Back Under Lock and Key

Welcome back folks, and yes, as the title suggests, my part of the world is back under lockdown. If you’re in the same boat as many of us now, and you want some mindless escapism to pass the time, hit the link above. If you have a Kindle, even getting a sample read from the Lenders Library helps me (and looks pretty on my largely empty sales/reads graphs lol). And if – by some miracle – you do enjoy my shameless journey into this narcissistic, vanity-publishing shaped abyss, be sure to drop a quick star rating or review on Amazon or Goodreads (Kindle ignores anything under 50 ratings by and large) so if you have a spare five minutes that will be your Good Deed for the Day, and you can go about your life with a buoyant, positive outlook on life, smug in the knowledge that your small act of kindness means the world to lil’ old me, and cost you less than the Three Pounds a Month that the charity adverts always ask for!

On that note, I know a couple of followers of the blog have downloaded the book. Words aren’t enough to express my gratitude for that, so Thank You is the best my vocabulary has to offer. Rest assured that when we reach the required level of technology, I will happily have a womb transplant and bear all of your babies. And I’ll even buy the pizza after the night of conception ;)!

But back to sanity, well a passable impression of it. So, we’re back under lockdown and a Second Wave. Sounds like a surfing term to me, or an irate friend who is determined to get your attention. Anyway, we’re in the throes. Sort of. I mean, we’re not under lockdown really, are we? It’s hardly martial law is it? So we have to wear masks indoors, not meet in groups of more than six, or with people outside our households, and we are all swimming in sanitizer.

For agoraphobics, clean-freaks, loners, halitoses sufferers and us in the ‘very ugly’ category of citizen this is a bloody godsend!

It’s true that masks are not the most comfortable piece of new attire, but it’s a small price to pay to keep a semblance of normality still clinging on there. And its not like the cumbersome nightmare PPE that medical people are struggling with. I don’t envy those folks. I have just had 38 hours of mandatory mask-wearing in work, and I’ve come to a new realisation.

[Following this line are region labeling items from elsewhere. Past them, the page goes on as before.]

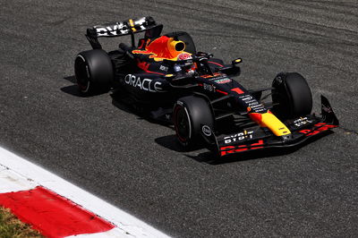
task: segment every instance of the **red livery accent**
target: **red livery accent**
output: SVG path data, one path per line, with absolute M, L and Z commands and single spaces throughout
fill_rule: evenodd
M 217 64 L 217 66 L 220 66 L 220 67 L 224 67 L 224 65 L 223 65 L 223 64 L 218 64 L 218 63 L 216 63 L 216 62 L 208 61 L 208 63 L 210 63 L 210 64 Z
M 227 92 L 225 92 L 225 91 L 222 91 L 222 90 L 219 90 L 219 89 L 216 89 L 216 91 L 217 91 L 217 92 L 219 92 L 219 93 L 222 93 L 222 94 L 225 94 L 225 95 L 227 95 L 227 94 L 228 94 Z
M 234 88 L 234 89 L 233 89 L 231 90 L 236 92 L 237 94 L 243 94 L 243 91 L 242 89 L 240 89 L 239 88 Z
M 240 146 L 226 146 L 220 148 L 220 156 L 226 156 L 227 154 L 234 154 L 242 152 L 244 150 L 251 150 L 263 148 L 263 140 L 260 140 L 257 143 L 251 145 L 240 145 Z
M 337 125 L 333 125 L 333 124 L 327 124 L 324 123 L 320 123 L 315 124 L 314 126 L 320 126 L 319 128 L 315 129 L 315 130 L 301 130 L 299 132 L 300 133 L 303 133 L 306 136 L 311 136 L 311 135 L 316 135 L 320 132 L 325 132 L 327 130 L 329 130 L 331 128 L 335 128 L 337 127 Z
M 0 205 L 47 237 L 101 233 L 115 227 L 90 211 L 42 186 L 0 194 Z
M 141 68 L 141 70 L 149 72 L 149 73 L 156 73 L 156 74 L 159 74 L 159 75 L 166 75 L 165 73 L 161 73 L 161 72 L 152 72 L 152 71 L 149 71 L 148 68 L 149 68 L 149 63 L 147 62 L 141 62 L 141 61 L 137 61 L 137 65 L 139 68 Z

I get it when women take a massive sigh after taking their bras off after a long day. This mask business is the closest I’ll get to understanding that particular brand of relief!

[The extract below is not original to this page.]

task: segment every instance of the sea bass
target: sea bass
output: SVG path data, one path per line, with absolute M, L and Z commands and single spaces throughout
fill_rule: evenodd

So the pubs are very weird now, nothing like any of us pub haunters would recognise. For the most part at least. My current workplace still resembles a pub at least. But it still contains all this sort of thing.

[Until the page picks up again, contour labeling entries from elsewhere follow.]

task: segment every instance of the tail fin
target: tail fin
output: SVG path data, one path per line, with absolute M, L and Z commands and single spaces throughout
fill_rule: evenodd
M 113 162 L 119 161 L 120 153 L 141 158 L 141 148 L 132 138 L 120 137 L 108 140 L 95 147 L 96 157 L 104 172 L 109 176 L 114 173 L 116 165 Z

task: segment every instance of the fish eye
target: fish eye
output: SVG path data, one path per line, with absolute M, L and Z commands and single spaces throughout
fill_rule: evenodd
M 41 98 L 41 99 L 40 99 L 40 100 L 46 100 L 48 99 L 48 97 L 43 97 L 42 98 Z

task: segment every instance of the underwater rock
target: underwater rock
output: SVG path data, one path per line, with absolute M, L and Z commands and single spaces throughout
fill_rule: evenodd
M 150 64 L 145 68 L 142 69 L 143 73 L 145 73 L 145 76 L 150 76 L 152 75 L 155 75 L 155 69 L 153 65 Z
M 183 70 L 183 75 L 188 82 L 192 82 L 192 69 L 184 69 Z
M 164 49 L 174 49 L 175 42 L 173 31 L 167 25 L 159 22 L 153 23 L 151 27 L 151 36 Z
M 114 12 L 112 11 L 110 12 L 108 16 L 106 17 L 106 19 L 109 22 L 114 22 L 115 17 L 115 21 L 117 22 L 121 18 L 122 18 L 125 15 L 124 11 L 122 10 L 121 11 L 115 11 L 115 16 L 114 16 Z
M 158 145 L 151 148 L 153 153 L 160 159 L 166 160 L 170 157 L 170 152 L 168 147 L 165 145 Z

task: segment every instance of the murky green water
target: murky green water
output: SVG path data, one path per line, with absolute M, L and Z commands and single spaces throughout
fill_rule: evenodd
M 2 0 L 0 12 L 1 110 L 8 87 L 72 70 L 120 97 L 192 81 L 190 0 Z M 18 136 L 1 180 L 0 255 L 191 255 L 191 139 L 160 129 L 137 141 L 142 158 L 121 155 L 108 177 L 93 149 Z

But even this has changed in the last week. Service at the bar is now outlawed, bookings and table service and App Ordering are all quickly becoming standard, masks are compulsory to enter the premises, and the whole place is cleaner than pubs have ever been.

And you know what? I prefer it.

In many ways. The level of control us pub managers now have on the business is a thing of beauty. Obviously you always get arseholes, but that’s an occupational hazard in the hospitality game. Luckily, my new gaff is generally sensible, and said arseholery is the exception rather than the rule.

Not that this was true at the beginning of the post-apocalypse reopening, when Fairweather Friends flooded to fleece us for the 50% Eat Out to Help Out. What a bunch of self-entitled, prima donna cunts many of them were! Some of the comments and complaints these bell-ends made would have made even the mildest mannered of you reach for the Swear Box. Seriously, it would have been comical if we in the pub trade hadn’t all been run into the fucking ground with the workload.

Extra demand, lower staff numbers, alien new work environment, new restrictions to implement – and a 50% OFF ALL FOOD OFFER on top of that? Say it with me – what the fucking fuck!!!

Thankfully, we are now in Drink Up and Fuck Off territory, as the memes will attest to.

Long story short, if I ever meet Rishi Sunak in the street I’m going to kick him right in the bollocks, steal his red Budget briefcase and lob it into the Thames to float with all the other turds. Or maybe I’ll just glower at him crossly and embellish my rage on social media, like all the other keyboard warriors who post complaints on TwatAdvisor like the world owes them something.

But as soon as that all nonsense passed it became actually rather pleasant. No long queues at the bar, no five deep lines of pissheads waving fivers at you. Just a steady stream of punters largely just pleased to get a pint, and a regular soundtrack of the till printer processing App Orders. Now, after the latest restrictions, there’s no-one allowed at the bar AT ALL!

Yeah, I could definitely get used to things staying this way around.

Of course the early finishes will decimate the late-night trade, and traditional pubs like mine will feel the pinch too. But right now I’m making the most of it. I’m getting paid, getting home at a reasonable hour, and controlling entry to my site like the baddest of doorman! It’s far from the worst environment I’ve ever worked in.

And then I get my top up royalty cheques from book sales. At the mo I’ve averaged £5 a month. That’s enough for a whole pint! It’s just a shame that my boozer of choice has just closed due to the Second Wave. Typical.

Ah well, no excuse to not start work on the sequel then. And with a home brew to boot. Cheers!